In 53 Ländern hat Nordkorea eigene Botschaften - wenig überraschend in China und Russland, wichtige Partnerländer Nordkoreas, und auch in Syrien, Kuba oder dem Iran. Aber in Deutschland hat Nordkorea ebenfalls eine Repräsentanz. Auf dem Botschaftsgelände in Berlin-Mitte betrieb das Regime jahrelang außerdem ein Hostel. Ein Jahr später - 2018 - wurde dem Betrieb das Licht ausgeknipst. Eine Klage der Betreiber dagegen hatte das Berliner Verwaltungsgericht zwei Jahre später abgewiesen.
Die Botschaft als solche gibt es in Berlin immer noch, viele andere auf der Welt werden jetzt aber geschlossen. Nordkorea will bis zu zwölf Botschaften in aller Welt dicht machen. Das wäre fast jede vierte Repräsentanz im Ausland - selbst bei guten Verbündeten der Vergangenheit schließt das Regime die Botschaftstüren, zum Beispiel in Angola und Uganda.
Das Regime verkauft den Exodus als einen "Veränderungsprozess". Ziel sei es, "diplomatische Kapazitäten effizienter" zu gestalten, teilte das nordkoreanische Außenministerium Anfang dieses Monats mit.
Tatsächlich scheinen aber massive Geldprobleme die Ursache zu sein. Zwar werden die Auslandsbotschaften nicht direkt aus Pjöngjang bezahlt, sondern finanzieren sich durch Devisengeschäfte im Bau- und IT-Sektor, auch durch Schmuggel, Geldwäsche oder sonstige illegale Geschäfte.
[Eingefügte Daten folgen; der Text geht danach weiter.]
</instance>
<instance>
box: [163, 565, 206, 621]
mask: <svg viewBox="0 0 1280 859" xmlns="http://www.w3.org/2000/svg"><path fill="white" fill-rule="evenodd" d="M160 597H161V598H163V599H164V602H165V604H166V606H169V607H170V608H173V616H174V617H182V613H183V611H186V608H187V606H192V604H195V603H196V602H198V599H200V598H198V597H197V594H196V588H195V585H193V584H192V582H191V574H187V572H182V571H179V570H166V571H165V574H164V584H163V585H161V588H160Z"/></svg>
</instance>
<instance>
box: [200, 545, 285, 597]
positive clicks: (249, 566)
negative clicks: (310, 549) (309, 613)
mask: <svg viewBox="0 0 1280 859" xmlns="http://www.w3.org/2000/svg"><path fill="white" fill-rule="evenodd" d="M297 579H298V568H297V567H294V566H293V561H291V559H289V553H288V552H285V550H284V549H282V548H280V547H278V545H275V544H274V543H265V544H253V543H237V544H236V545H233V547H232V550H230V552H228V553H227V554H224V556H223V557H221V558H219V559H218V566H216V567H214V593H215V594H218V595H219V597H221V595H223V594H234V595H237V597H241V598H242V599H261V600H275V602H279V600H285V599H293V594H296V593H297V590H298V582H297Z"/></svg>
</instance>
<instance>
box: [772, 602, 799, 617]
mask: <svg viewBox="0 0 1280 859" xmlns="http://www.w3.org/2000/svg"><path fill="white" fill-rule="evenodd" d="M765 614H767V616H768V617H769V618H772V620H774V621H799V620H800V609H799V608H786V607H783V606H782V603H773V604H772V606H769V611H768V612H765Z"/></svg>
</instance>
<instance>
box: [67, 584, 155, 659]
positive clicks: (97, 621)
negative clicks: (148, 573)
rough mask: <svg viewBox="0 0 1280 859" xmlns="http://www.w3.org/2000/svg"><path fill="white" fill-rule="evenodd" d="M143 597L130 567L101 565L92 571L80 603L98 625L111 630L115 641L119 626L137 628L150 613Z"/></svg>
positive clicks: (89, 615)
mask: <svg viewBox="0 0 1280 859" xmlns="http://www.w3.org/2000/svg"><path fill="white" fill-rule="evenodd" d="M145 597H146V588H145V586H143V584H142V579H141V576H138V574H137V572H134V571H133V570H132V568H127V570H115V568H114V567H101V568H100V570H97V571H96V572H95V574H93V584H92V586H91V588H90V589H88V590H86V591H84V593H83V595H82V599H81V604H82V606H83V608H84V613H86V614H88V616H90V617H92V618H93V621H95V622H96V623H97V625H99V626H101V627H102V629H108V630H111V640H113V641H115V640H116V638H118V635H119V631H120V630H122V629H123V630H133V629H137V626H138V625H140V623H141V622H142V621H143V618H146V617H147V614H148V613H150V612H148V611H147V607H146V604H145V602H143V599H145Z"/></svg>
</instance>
Die westlichen Sanktionen erschweren es dem Regime von Führer Kim Jong Un immer mehr, sich finanziell über Wasser zu halten. Dadurch seien "die Devisengeschäfte ins Stocken geraten", behauptet das südkoreanische Verteidigungsministerium.
"Außenpolitische Umwälzung"
In einem Briefwechsel mit der Kommunistischen Partei Spaniens hat Pjöngjang die finanziellen Schwierigkeiten indirekt bestätigt. Sanktionen von EU und USA seien jedenfalls der Grund für die Schließung der nordkoreanischen Vertretung in Madrid, teilte das Regime mit.
Ansonsten sollen von der nordkoreanischen Schließungswelle vor allem Botschaften in Afrika und die Repräsentanz in Hongkong betroffen sein. Das hat unter anderem die japanische Zeitung "Yomiuri Shimbun" berichtet. Die auf Nordkorea spezialisierte Plattform "NK Pro" erwartet "eine der größten außenpolitischen Umwälzungen des Landes seit Jahrzehnten".
Welchen Einfluss die Sanktionen haben können, zeigt sich gut am Beispiel Angola. Die Regierung in Luanda hatte 2017 die Zusammenarbeit mit einem nordkoreanischen Bauunternehmen gestoppt und die Bauarbeiter wurden zurück nach Hause geschickt.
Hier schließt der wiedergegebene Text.